The Philosopher Kings
- Hardcover edition
- Author: Jo Walton
- Language: English
- Series: Thessaly
- Genre: Fantasy
- Publisher: Tor Books
- Publication date: June 2015
- Publication place: United States
- Pages: 345 (hardcover)
- ISBN: 978-0-7653-3267-7
- Preceded by: The Just City
- Followed by: Necessity

= The Philosopher Kings (novel) =

2015 novel by Jo Walton

The Philosopher Kings is a fantasy/science fiction novel by the Welsh-Canadian author Jo Walton, published by Tor Books in June 2015. It is the second book of the Thessaly trilogy, and the sequel to The Just City, which was published a mere six months previously, and followed by Necessity, which was published in 2016.

==Synopsis==
The Philosopher Kings is set fifteen years after the events described in The Just City. The City, which was created by the time-traveling goddess Athena on the island of Thera prior to its Iron Age volcanic destruction, and then populated by people from all ages of human history and organized on the principles of Plato's Republic, has now split into five feuding cities, while a further, sixth, faction has sailed away and remains lost.

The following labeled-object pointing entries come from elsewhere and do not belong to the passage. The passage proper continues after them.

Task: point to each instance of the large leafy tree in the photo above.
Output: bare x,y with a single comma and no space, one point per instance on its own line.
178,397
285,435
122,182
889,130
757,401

The god Apollo, who had chosen to live as a human in the original city, and, having married, is now the father of several children, is struck by a tragic loss, which causes him to become consumed with grief and a need for revenge. Though, being Apollo, he deals with these feelings rationally, his precocious teenage daughter Arete understands that these novel experiences (for a god) are leaving him unbalanced.

With Arete and several of his sons, Apollo sets out by ship across the Aegean, in the company of sailors, soldiers and scholars, among them the by now 99 years old Florentine renaissance philosopher Marsilio Ficino. After a long voyage of exploration they discover the sixth, lost group from the City, which has been preaching Christianity to Iron Age Greeks. Apollo's confrontation with a longtime rival lets him finally start the healing process. Afterwards he turns toward peacemaking, but although he succeeds in his goals, the course of history seems by then to have been irrevocably changed by the anachronistic introduction of Christianity. It takes a surprising amount of divine power to put everything right again.

==Reception==
Amal El-Mohtar, at NPR, who was very impressed with Walton's The Just City, was at first "outraged" when it turned out Walton jumped forward fifteen years in time with The Philosopher Kings. Although that was one of the reasons she liked this sequel less than The Just City, she soon lost herself again in the story, and praised Walton for her "easy conversational prose". Publishers Weekly wrote that Walton succeeded well in showing the impracticality of Plato's ideas, but also thought that her "use of god-level powers, including a book-ending deus ex machina, strips the book of tension."

Kirkus Reviews, which was less positive about The Just City, thought The Philosopher Kings actually a much better book. Walton was, according to Kirkus, in this novel "more audacious ..., launching into her own territory; the plotting and characterization are richer in what begins as a fantasy and then, just at the end, abruptly and intriguingly veers into science fiction." Though Kirkus thinks his rival Kebes remains a one-dimensional villain, grief has "seriously chipped away" at the hubris which characterized Apollo in The Just City.